Pesan yang Tak Pernah Sampai
Karya: Selly Veronika
Bintang yang aku sayangi…
Terimakasih untuk kenangan indah di waktu yang lalu. Terimakasih sudah selalu percaya dengan mimpi-mimpiku. Hari ini, izinkan aku pergi mengabdi ke pelosok negri untuk menjemput mimpi-mimpiku, juga untuk membangun mimpi-mimpi anak Indonesia.
Aku tidak tahu, setelah ini apakah kita akan kembali bertemu.

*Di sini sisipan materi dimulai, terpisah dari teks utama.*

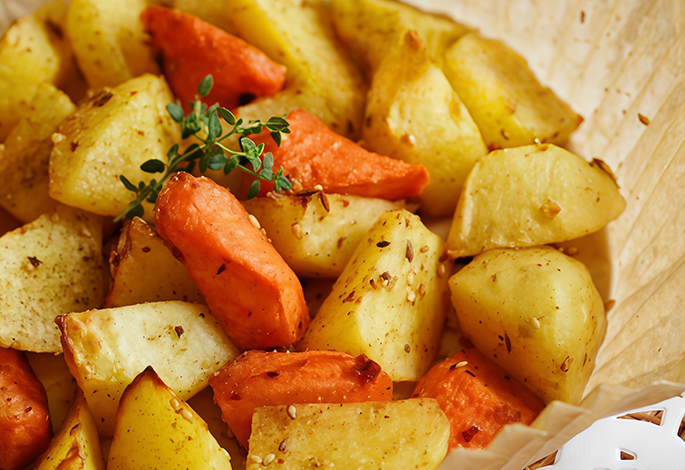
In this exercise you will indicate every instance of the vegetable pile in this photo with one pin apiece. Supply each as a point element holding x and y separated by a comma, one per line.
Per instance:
<point>306,288</point>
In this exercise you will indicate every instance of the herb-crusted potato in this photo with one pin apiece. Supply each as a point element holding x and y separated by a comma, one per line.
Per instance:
<point>316,233</point>
<point>76,446</point>
<point>503,96</point>
<point>370,28</point>
<point>26,153</point>
<point>111,134</point>
<point>144,270</point>
<point>32,51</point>
<point>109,42</point>
<point>156,429</point>
<point>49,267</point>
<point>106,349</point>
<point>405,434</point>
<point>529,196</point>
<point>389,302</point>
<point>412,113</point>
<point>536,313</point>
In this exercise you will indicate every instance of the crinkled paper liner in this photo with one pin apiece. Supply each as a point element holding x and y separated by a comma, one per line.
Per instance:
<point>614,62</point>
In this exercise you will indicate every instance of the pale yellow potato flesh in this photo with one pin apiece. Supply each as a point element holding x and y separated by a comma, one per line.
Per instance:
<point>48,267</point>
<point>529,196</point>
<point>406,434</point>
<point>109,42</point>
<point>320,77</point>
<point>156,429</point>
<point>536,313</point>
<point>370,28</point>
<point>26,152</point>
<point>413,114</point>
<point>32,51</point>
<point>111,134</point>
<point>390,300</point>
<point>106,349</point>
<point>317,233</point>
<point>503,96</point>
<point>76,446</point>
<point>144,270</point>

Tapi aku akan selalu merindukanmu, Bi. Ditempat baruku nantinya, kita akan sulit berkomunikasi karena disana belum ada listrik dan jaringan internet. Ku harap kamu bisa melanjutkan hidupmu juga, ya.
Aku akan selalu mendo’akan kebaikan untukmu.

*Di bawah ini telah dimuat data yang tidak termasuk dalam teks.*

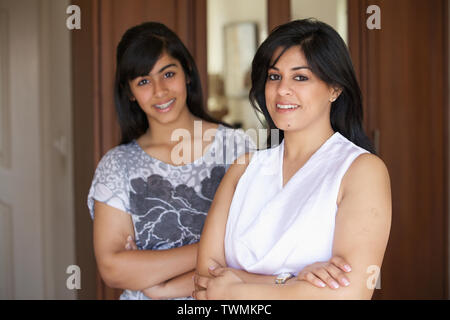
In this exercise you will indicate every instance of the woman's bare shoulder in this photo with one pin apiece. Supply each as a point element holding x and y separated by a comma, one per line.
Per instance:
<point>367,173</point>
<point>238,167</point>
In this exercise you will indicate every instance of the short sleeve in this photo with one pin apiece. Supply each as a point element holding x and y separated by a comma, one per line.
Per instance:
<point>110,182</point>
<point>236,143</point>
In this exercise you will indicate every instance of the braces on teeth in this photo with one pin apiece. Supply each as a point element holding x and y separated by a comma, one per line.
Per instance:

Aku segera memencet tombol kirim ke kontak Bintang. Tidak berselang lama, jaringan di ponselku hilang tiba-tiba. Aku segera tahu bahwa mobil kijang yang ku tumpangi sudah meluncur ditengah-tengah hutan Kalimantan Tengah. Dadaku terasa sesak mengingat bahwa aku belum menghubungi Bintang sejak kemarin. Aku belum benar-benar siap berpisah dengannya. Didalam mobil yang melaju cepat itu, kenangan-kenangan bersama Bintang kembali berkelebat dalam benakku. Betapa baiknya sosok lelaki itu, Ia yang selalu memperlakukanku dengan penuh kelembutan. Hubungan kami nyaris tanpa pertengkaran. Kami saling mencintai dengan dalam dan tenang.
“Aku suka melihatmu mengajar, Ra. Matamu terlihat sangat berkilau dan indah.” Ucapan Bintang kembali terngiang.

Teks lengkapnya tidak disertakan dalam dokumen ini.